Impulse was not a natural part of Georgiana's character. It was a learned habit. Nevertheless, she here applied it. Crossing the room as casually as she could manage, she inclined her head to him.
"Good evening, Mr. Burnett! It's a pleasure to see you!"
His expression was gracious, but his eyes were shocked. Georgiana winced inwardly. Had she really never spoken to him before? Why ever not?! His recovery was swift.
"You"re very kind, Miss Darcy," he bowed, "And very pretty too this evening!"
Georgiana felt the colour seep uncontrollably into her cheeks. She nodded her thanks with downcast eyes, suddenly all-to-conscious of herself. Damnable modesty! She wished she could believe him. She was spared the trouble of having to express as much by the call for the first dance.
"Miss Darcy, would you do me the honour of dancing the first with me?" he asked casually, though his eyes betrayed the inner fear that she would refuse. She wouldn't, of course.
As the evening progressed, Georgiana was all too aware of being closely watched; by Thomas Burnett, who had politely excused himself after their dance to speak to a friend, by Elizabeth, who was scrutinising Burnett closely and congratulating herself on her observation, and by her brother, ever-watchful, ever-prepared to protect her. Her heart swelled with affection towards them all.

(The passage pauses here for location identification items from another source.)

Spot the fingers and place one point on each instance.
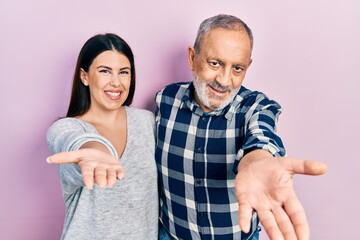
(284, 223)
(308, 167)
(245, 215)
(297, 215)
(269, 223)
(97, 167)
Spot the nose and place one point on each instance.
(224, 77)
(115, 81)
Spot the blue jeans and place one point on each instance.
(164, 235)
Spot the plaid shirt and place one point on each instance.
(197, 155)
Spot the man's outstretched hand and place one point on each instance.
(265, 184)
(96, 166)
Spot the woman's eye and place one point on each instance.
(104, 71)
(214, 63)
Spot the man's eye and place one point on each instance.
(238, 69)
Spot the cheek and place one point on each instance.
(237, 81)
(206, 74)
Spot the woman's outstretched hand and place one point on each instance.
(96, 166)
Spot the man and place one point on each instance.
(218, 154)
(219, 159)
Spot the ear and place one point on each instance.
(191, 56)
(83, 77)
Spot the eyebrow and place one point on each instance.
(109, 68)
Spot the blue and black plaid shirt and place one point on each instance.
(197, 155)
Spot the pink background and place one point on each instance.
(306, 56)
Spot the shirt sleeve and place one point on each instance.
(260, 127)
(69, 134)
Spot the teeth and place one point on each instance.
(113, 94)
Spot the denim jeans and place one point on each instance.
(164, 235)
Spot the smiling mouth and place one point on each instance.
(112, 94)
(220, 91)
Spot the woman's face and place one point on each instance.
(109, 79)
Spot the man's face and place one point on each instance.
(220, 67)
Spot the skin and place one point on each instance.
(220, 67)
(264, 183)
(109, 79)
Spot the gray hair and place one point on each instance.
(221, 21)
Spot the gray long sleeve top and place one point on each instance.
(129, 210)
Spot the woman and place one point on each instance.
(106, 140)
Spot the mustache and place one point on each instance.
(217, 86)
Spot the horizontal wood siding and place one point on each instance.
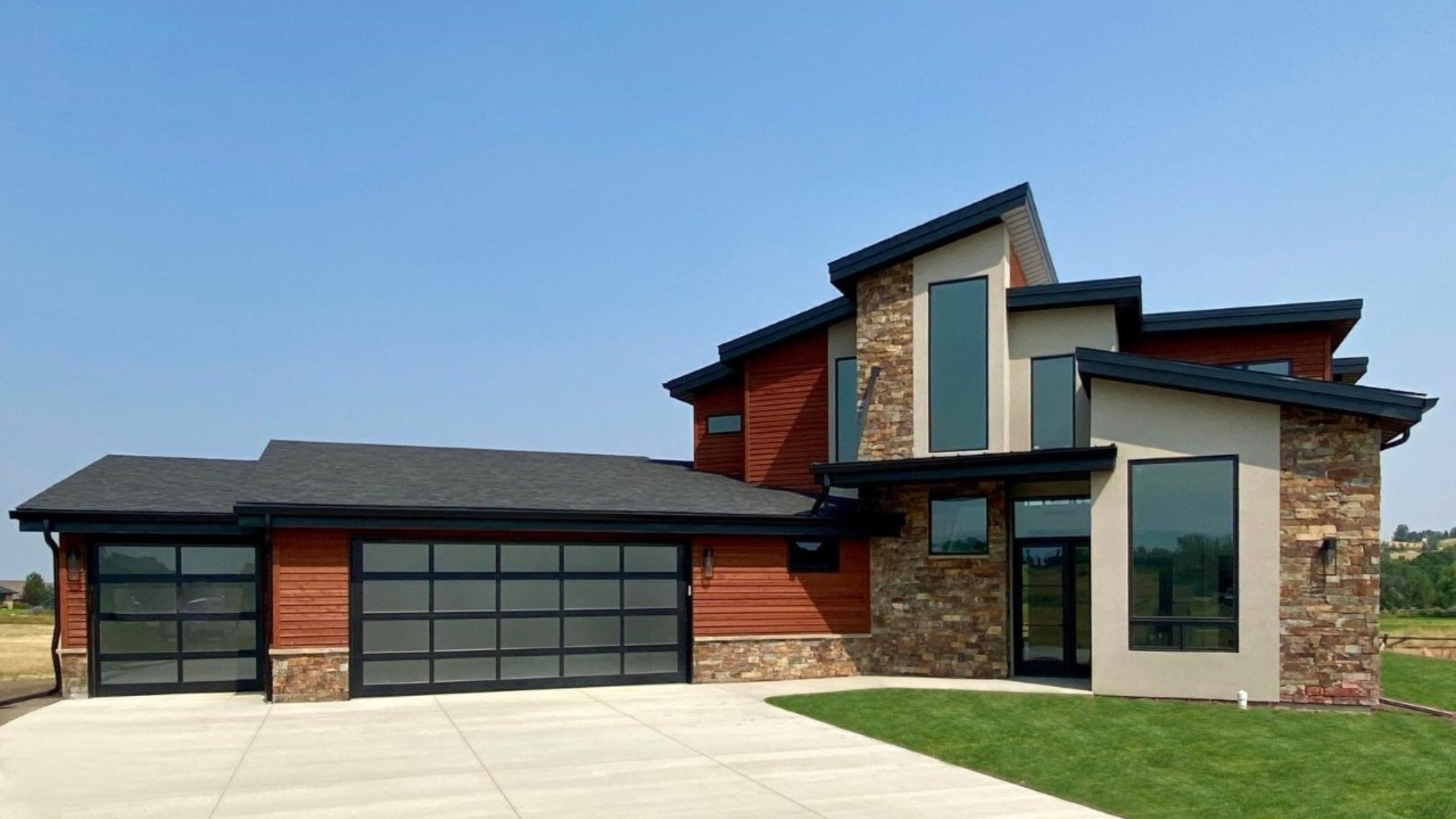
(752, 591)
(71, 599)
(1310, 350)
(723, 452)
(310, 589)
(786, 413)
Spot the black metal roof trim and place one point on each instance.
(823, 315)
(1037, 465)
(1253, 387)
(938, 232)
(1261, 315)
(685, 385)
(1348, 371)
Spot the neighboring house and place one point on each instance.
(960, 466)
(11, 592)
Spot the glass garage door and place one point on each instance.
(481, 617)
(172, 618)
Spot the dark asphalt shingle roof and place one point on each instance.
(427, 477)
(136, 483)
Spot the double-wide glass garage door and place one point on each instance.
(479, 617)
(174, 618)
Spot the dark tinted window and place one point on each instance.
(1184, 544)
(959, 365)
(718, 425)
(846, 411)
(813, 556)
(959, 526)
(1053, 394)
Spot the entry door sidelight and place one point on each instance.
(1053, 608)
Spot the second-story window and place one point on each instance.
(959, 366)
(1053, 403)
(846, 411)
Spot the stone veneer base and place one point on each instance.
(309, 675)
(772, 657)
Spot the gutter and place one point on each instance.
(55, 629)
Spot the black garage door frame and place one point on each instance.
(357, 617)
(180, 577)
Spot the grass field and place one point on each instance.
(25, 645)
(1147, 760)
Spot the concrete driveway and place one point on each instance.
(691, 751)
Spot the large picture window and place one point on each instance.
(846, 411)
(1184, 541)
(1053, 403)
(957, 388)
(959, 526)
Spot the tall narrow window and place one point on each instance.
(959, 403)
(846, 411)
(1184, 541)
(1053, 403)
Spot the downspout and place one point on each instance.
(55, 630)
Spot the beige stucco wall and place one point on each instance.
(1034, 334)
(982, 254)
(1161, 423)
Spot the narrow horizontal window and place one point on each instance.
(813, 556)
(1184, 554)
(720, 425)
(959, 526)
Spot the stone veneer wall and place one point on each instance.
(309, 675)
(884, 327)
(780, 657)
(1329, 485)
(938, 615)
(74, 673)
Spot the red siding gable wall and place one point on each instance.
(786, 413)
(721, 453)
(1310, 350)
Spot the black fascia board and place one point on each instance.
(1345, 312)
(1247, 385)
(928, 237)
(1036, 465)
(823, 315)
(378, 518)
(686, 385)
(1123, 295)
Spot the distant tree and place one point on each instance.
(36, 591)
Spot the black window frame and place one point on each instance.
(854, 400)
(708, 425)
(1072, 392)
(929, 381)
(929, 526)
(1178, 624)
(826, 563)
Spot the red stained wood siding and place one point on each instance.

An odd feeling was sweeping over her, a feeling that she couldn't quite source, a feeling that was largely unfamiliar to her. She thought herself... brave. She felt ready. It was this feeling that prompted her to take Elizabeth's advice, which had been communicated to her by meaningful looks across the crowded room. When dinner was announced, Georgiana fell into step with Mr. Burnett. As conversation began to flourish between them, he followed her to her seat.

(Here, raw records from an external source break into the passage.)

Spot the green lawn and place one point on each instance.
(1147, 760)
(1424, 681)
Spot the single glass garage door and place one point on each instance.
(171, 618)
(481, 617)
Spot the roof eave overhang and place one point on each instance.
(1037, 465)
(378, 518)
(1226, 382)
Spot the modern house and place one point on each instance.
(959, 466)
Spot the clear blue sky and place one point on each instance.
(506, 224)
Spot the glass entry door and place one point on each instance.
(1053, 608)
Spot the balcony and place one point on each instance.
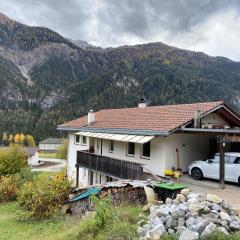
(109, 166)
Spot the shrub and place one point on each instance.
(44, 196)
(12, 160)
(62, 150)
(24, 175)
(8, 188)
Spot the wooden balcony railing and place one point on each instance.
(110, 166)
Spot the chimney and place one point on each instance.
(91, 117)
(197, 120)
(142, 103)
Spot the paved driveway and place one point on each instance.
(50, 165)
(231, 193)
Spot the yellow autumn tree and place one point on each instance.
(21, 138)
(17, 138)
(30, 142)
(10, 139)
(4, 138)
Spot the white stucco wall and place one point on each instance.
(71, 161)
(190, 147)
(49, 147)
(163, 153)
(213, 118)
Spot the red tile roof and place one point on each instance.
(156, 118)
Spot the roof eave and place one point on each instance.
(115, 130)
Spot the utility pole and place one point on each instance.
(221, 162)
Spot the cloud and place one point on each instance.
(211, 26)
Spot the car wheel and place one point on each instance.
(197, 174)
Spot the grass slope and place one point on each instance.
(12, 228)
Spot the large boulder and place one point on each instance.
(210, 228)
(234, 226)
(213, 198)
(225, 217)
(188, 235)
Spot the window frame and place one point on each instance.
(131, 154)
(75, 139)
(143, 156)
(82, 142)
(111, 146)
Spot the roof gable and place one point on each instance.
(156, 118)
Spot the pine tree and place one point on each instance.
(4, 138)
(10, 139)
(17, 138)
(21, 138)
(30, 142)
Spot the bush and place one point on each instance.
(62, 150)
(25, 175)
(44, 196)
(12, 160)
(8, 188)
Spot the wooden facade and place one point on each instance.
(109, 166)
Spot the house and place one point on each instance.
(32, 154)
(139, 142)
(51, 144)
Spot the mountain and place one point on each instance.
(46, 79)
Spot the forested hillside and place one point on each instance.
(46, 79)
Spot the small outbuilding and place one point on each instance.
(51, 144)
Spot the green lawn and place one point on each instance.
(121, 225)
(13, 229)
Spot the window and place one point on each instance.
(237, 160)
(146, 149)
(111, 146)
(131, 148)
(77, 139)
(84, 140)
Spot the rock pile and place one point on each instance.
(190, 216)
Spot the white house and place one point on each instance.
(32, 154)
(133, 142)
(51, 144)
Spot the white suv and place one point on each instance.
(209, 168)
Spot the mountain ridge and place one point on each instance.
(45, 79)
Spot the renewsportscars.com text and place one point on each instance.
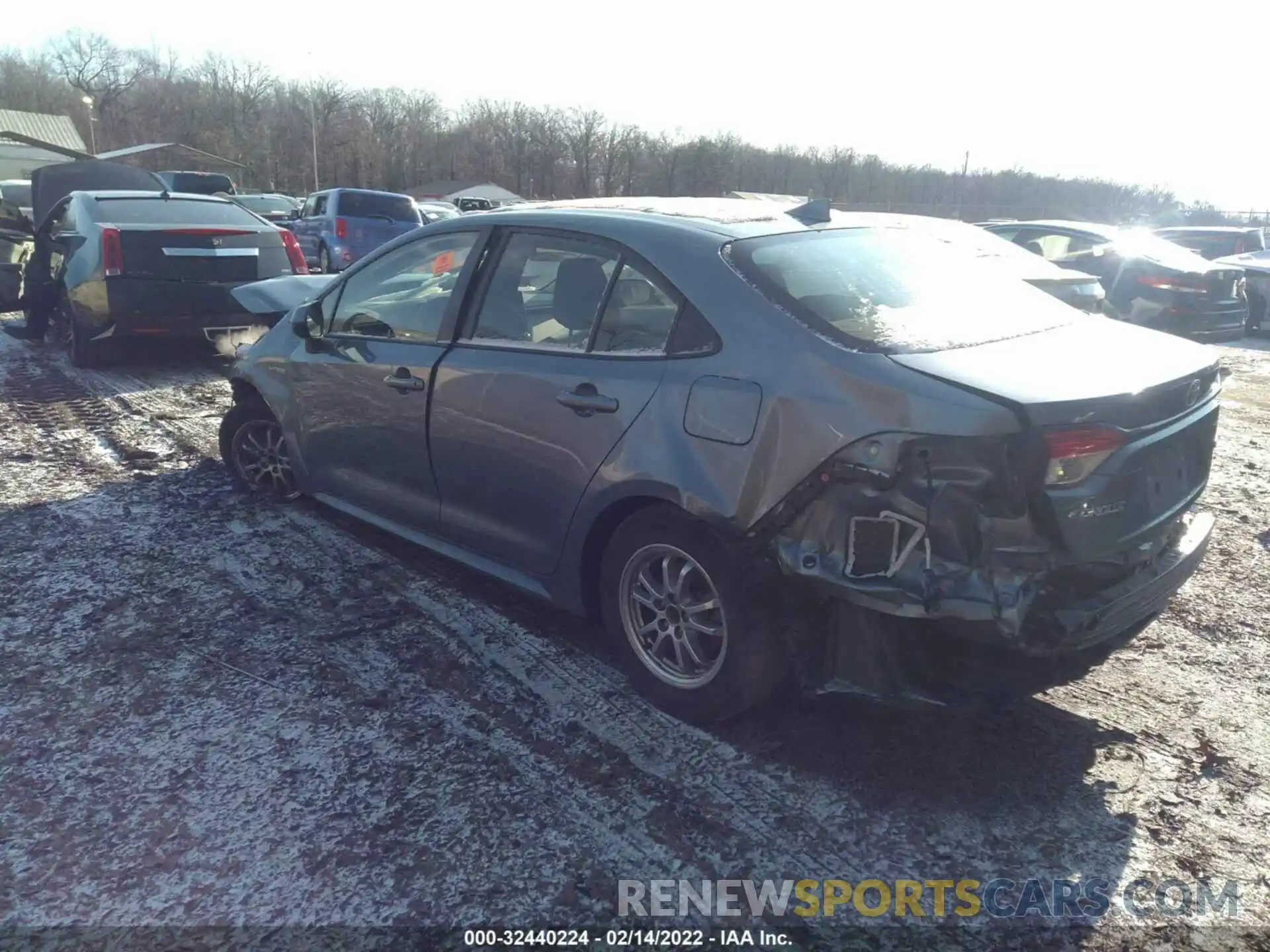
(1000, 898)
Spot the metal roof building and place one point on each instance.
(31, 140)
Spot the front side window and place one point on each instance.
(172, 211)
(545, 291)
(892, 290)
(404, 295)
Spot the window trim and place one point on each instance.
(498, 245)
(444, 332)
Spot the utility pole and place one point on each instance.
(313, 116)
(960, 192)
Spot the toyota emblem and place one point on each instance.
(1193, 393)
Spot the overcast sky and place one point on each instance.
(1129, 91)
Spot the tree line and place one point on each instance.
(398, 140)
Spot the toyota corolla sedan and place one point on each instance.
(765, 446)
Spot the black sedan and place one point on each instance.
(116, 257)
(1148, 281)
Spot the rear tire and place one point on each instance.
(255, 452)
(672, 578)
(88, 353)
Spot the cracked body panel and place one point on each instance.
(1025, 488)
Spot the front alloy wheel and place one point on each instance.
(686, 612)
(673, 616)
(259, 457)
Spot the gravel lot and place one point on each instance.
(218, 711)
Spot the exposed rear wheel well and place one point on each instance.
(597, 541)
(244, 393)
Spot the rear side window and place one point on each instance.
(374, 205)
(17, 193)
(172, 211)
(892, 290)
(639, 315)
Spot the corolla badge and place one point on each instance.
(1193, 393)
(1094, 512)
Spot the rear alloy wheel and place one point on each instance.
(255, 452)
(679, 616)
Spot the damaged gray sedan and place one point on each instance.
(762, 446)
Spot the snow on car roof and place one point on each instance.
(726, 211)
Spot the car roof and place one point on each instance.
(135, 193)
(1109, 231)
(722, 218)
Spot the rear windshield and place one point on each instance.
(266, 204)
(893, 290)
(172, 211)
(1216, 245)
(197, 183)
(18, 194)
(376, 205)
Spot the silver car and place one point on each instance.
(761, 444)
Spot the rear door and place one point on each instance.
(361, 393)
(539, 390)
(308, 226)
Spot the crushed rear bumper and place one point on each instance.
(1138, 597)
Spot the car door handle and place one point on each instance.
(404, 381)
(587, 400)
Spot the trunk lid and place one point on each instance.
(1162, 401)
(224, 255)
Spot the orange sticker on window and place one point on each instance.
(444, 263)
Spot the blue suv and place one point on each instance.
(341, 225)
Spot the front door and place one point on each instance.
(361, 394)
(534, 397)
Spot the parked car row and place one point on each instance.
(756, 444)
(116, 254)
(1148, 281)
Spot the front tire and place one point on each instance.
(680, 615)
(255, 452)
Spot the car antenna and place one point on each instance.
(813, 211)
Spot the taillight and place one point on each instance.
(294, 254)
(112, 253)
(1074, 455)
(1188, 285)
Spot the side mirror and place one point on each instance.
(306, 321)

How could it be, Georgiana wondered incredulously, that in the midst of perfectly normal topics such as dancing and art, her heart could possibly beat so incessantly hard? She could hear it thumping in her ears, feel her pulse in her feet and fingertips. Elizabeth winked at her.
Thus it was into the early hours of the morning. They danced, they talked, they listened. Why had she never spoken to him before? How had it happened that they had never spent such an evening, in all their time of acquaintance. But Georgiana drove these nagging thoughts from her head. There was now use in lamenting lost time. It was best to make the most of the present.

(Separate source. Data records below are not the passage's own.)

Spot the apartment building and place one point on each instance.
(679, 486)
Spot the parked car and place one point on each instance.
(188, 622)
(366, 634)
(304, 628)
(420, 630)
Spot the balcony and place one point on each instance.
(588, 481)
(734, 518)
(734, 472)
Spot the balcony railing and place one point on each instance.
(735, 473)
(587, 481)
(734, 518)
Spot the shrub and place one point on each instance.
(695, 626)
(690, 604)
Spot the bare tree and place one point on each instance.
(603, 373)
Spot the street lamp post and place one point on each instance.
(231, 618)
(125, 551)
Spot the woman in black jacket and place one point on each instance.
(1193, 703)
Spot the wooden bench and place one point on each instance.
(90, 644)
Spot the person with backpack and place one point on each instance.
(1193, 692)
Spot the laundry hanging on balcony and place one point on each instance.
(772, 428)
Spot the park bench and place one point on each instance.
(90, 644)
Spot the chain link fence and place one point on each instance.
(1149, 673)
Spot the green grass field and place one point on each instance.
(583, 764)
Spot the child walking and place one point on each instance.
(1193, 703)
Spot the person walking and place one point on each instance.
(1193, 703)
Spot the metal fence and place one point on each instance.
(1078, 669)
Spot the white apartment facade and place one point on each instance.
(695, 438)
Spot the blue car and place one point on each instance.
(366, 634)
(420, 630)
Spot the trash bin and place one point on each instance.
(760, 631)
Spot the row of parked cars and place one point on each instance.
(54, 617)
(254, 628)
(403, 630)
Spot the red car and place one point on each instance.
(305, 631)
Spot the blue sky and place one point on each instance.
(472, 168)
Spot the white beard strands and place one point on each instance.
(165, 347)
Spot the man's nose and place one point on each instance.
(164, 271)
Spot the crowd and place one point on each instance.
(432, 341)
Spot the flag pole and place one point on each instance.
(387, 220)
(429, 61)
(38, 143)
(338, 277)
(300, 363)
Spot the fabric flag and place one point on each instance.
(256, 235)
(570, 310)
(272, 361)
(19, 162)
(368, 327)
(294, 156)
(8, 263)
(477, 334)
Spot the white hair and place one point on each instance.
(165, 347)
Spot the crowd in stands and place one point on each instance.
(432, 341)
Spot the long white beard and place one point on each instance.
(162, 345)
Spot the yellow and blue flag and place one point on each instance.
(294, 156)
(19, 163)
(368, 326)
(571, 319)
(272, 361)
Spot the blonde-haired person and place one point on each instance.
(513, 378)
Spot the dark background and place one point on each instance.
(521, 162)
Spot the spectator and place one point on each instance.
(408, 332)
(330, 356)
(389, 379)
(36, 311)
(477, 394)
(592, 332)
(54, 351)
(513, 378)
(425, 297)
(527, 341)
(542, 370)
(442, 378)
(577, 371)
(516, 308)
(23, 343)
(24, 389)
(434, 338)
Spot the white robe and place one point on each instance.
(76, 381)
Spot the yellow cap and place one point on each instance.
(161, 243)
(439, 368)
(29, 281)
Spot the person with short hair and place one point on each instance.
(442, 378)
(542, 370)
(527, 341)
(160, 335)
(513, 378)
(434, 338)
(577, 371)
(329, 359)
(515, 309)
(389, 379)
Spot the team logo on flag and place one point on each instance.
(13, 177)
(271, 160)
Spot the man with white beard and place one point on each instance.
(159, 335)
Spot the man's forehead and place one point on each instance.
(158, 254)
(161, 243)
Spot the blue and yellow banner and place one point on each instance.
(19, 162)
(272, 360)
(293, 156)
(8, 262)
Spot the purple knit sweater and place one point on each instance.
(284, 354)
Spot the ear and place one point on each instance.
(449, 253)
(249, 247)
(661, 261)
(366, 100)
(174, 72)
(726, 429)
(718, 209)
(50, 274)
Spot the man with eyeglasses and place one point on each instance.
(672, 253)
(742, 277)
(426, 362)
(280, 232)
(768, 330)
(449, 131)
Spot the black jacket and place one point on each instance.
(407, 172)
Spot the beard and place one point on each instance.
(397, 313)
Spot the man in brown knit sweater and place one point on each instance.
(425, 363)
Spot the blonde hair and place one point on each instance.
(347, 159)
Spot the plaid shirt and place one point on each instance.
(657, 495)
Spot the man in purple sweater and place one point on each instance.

Then, in what seemed like an instant, the guests were leaving. Her brother was shaking hands and bidding goodnight. Elizabeth was smiling good-naturedly through her tiredness. Thomas Burnett was lingering by the door, watching her. Catching her eye for what seemed like the millionth time that night, he bowed to her.
"It was a wonderful evening... not least, due to your company..."
But, this time, Georgiana did not blush. She smiled happily and returned the compliment, surprised at the assuredness of her own voice as she spoke.
"I am sure we shall see each other soon!" he added, took leave of her brother, and was gone.
"Mr. Burnett will be joining us for dinner on Monday evening!" Fitzwilliam yawned as they traipsed upstairs. Both Elizabeth and Georgiana spun around on the steps.
"You asked him?" Elizabeth beamed.
"He accepted?" Georgiana gasped.
"Yes, of course he accepted! In fact, he almost asked to be invited!"
He and Elizabeth shared a warm look as they bade Georgiana goodnight. And Georgiana slept soundly with a smile on her pretty, young face. No, there would be no more tears, no more villains and no more disappointments. Only happiness.